El primer ministro Nikol Pashinyan visitó el Ministerio de Medio Ambiente donde descartó dar vuelta atrás en la normativa que obliga a las piscifactorías a usar su propia agua reciclada.
El primer ministro armenio Nikol Pashinyan visitó el Ministerio de Medio Ambiente donde descartó dar vuelta atrás en la normativa que obliga a las piscifactorías a usar su propia agua reciclada.
El Primer Ministro de la República respondió así a las protestas de los empresarios dedicados a la piscicultura que ayer protestaban cerca del tercer edificio del gobierno.
Ahorrar agua es una cuestión de seguridad nacional. Así lo anunció el primer ministro de Armenia, Nikol Pashinyan, en la reunión del Ministerio de Medio Ambiente de 2023. al discutir el informe de actividades. Pashinyan se refirió al descontento de los empresarios por la introducción de un nuevo orden de funcionamiento de las piscifactorías.
Ayer informamos que los representantes de las piscifactorías de la región de Ararat protestaron desde primera hora de la mañana frente al tercer edificio del gobierno y exigieron al Ministerio de Medio Ambiente de Armenia que pospusiera el proyecto de enmienda al Código de Aguas, que obliga a las piscifactorías de Armenia que usen sistemas de circulación de agua reciclada.
Los ciudadanos intentaron expresar su descontento al propio Pashinyan, pero no funcionó.
“Obviamente tenemos que ser consistentes, no podemos ir y venir con nuestras políticas, tenemos que avanzar.
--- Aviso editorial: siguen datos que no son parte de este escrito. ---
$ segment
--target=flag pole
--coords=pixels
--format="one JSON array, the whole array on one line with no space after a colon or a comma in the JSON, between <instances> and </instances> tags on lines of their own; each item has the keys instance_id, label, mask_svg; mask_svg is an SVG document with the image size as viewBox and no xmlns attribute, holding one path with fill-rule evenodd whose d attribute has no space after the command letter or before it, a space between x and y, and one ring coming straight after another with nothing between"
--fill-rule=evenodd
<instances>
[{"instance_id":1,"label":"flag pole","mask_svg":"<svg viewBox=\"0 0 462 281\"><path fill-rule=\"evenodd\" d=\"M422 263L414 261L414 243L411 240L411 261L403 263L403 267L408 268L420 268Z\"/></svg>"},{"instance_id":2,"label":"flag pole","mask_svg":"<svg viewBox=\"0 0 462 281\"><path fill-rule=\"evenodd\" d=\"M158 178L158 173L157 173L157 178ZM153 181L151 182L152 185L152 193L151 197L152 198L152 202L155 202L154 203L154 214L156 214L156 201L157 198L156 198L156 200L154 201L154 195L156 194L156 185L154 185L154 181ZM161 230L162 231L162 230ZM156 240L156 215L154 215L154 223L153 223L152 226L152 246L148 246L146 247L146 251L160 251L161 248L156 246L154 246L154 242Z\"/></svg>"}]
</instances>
También es una cuestión de cuánta agua desperdiciamos para producir peces y cuánto vale el resto. Déjame decir otra cosa. si necesitamos pescado, podemos conseguirlo de otro lugar, pero si necesitamos agua, no podemos conseguirla en ningún otro lugar. Y esto es una cuestión de seguridad nacional”, afirmó Pashinyan.

“En última instancia, la base de nuestra toma de decisiones debe ser el interés del desarrollo económico de Armenia. En otras palabras, en todos los lugares donde podamos generar desarrollo económico y crecimiento económico, sin olvidar cumplir con los estándares internacionales y garantizar inversiones continuas en nuestro medio ambiente, debemos buscar esas soluciones” dijo Nikol Pashinyan.
Según él, cuando se destruyen monumentos culturales o históricos, nadie se preocupa especialmente, pero cuando alguien aparece junto a ese monumento, toda Armenia “ataca”.
“Si no tomamos medidas, no será posible preservar estos monumentos para la ciencia porque desaparecerán. Un monumento es un monumento en relación a una persona, es decir, si no hay una persona, el monumento no es un monumento. Un monumento es un monumento con una persona. En todos los casos, cuando percibimos el monumento en un lugar donde ninguna persona debe acercarse y donde la persona no debe comunicarse, destruimos ese monumento“, dijo Pashinyan.
Como informara SoyArmenio, señaló además que en la república están aprobados 233 monumentos naturales, de los cuales 32 están registrados. Se están llevando a cabo trabajos de adecuación del sitio, evaluación del estado actual e inventario.